Trout river season closes in hope for next year
Due to a steady decline in the fishing on my syndicate trout stream this year, I had stayed away, putting the poor results down to too much rain, then not enough; too cold, then too hot, not willing to accept that this once delightful little Hampshire river had fallen off the chart as a viable trout fishery. With only a day left to the season, a warm bright evening drew me back, in the hope that my fears were unfounded.
This pool looked perfect, clear with a good pace in and out. Standing in the shallows, I cast a favourite size 18 gold head Hares Ear to all the areas that had given me results in recent years without a touch, no small browns, or dace from the shallows, chub from the slack by the reeds and certainly no trout from the centre of the pool. A few small dimpling rises began at the tail of the faster water, as a cloud of tiny flies passed back and forth across the surface. Encouraged I changed over to a size 18 dry Sedge in an effort to catch something. A dimple in this pool once produced a 4lb chub. After a couple of nudges, the sedge was pulled under and a large minnow was catapulted skyward. Only minnows.

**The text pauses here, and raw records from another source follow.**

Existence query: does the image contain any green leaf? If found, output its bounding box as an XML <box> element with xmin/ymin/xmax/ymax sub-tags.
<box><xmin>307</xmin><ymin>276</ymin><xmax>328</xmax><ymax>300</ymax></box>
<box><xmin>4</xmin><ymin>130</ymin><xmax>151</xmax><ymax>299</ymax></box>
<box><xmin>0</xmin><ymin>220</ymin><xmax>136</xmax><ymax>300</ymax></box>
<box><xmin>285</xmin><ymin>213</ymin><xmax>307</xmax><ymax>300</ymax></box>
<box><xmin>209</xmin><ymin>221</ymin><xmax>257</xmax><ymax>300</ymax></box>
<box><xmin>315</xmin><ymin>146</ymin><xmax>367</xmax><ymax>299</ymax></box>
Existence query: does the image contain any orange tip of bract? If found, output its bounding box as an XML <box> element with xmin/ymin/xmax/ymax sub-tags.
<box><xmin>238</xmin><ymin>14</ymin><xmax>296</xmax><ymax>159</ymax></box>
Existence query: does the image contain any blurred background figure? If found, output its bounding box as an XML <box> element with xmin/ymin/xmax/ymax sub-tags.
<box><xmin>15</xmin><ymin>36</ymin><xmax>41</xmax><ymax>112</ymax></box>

Moving round the pool, I made casts up into the faster water with the dry fly, surely this would produce? Although daddy long legs, skipping and skating across the surface, were being ignored, I was convinced that this agitated ripple would raise a fish to the Sedge, the wind allowing me to keep the leader off the surface without any drag. Presentation seemed perfect and my anticipation was in top gear, but again nothing. Back to the Hares Ear and despite a couple of mini taps, which I put down to more minnows, nothing. Last year my final visit had been busy on this pool with good sized dace and a 15 inch brown crowning the evening.
Moving below the pool, I got back in the river to work the nymph up through the run off, the steep overspill usually stacked with small trout and dace among the weeds and eddies, ready to provide fast and furious sport, as they darted out to seize the goldhead.
Once again, despite it’s looks, the river failed to raise my hopes, making me wonder whether a pint of maggots would have changed my fortune. I had taken enough mental punishment and decided to try a pool above the road bridge, which has rarely failed me.
The wind had dropped to leave an untroubled surface, allowing a safe cast of the nymph well up into the flow, as it came round the bend, passing the hot spot beneath the bushes, all without a tweak of the greased leader. The Sedge was tied back on and finally a last gasp Daddy Long Legs, all without even an investigation by a cautious fish.
This wild brown was my last fish from the pool a September ago, and it is bordering on a tragedy, that the river seems devoid of such specimens. My total tally of wild brown trout this year is just two, both under 12 inches, taken at the back end of this season. Where the rest and the many juveniles have gone is anyone’s guess. Culprits being blamed are mink, pike and crayfish. A fish survey is booked, which could make depressing reading. What of next year? Many members have been disappointed this season and are unlikely to rejoin, although others will be happy to fish for a fresh supply of eager stockies snapping up mayfly, before they rush off downstream towards the Thames.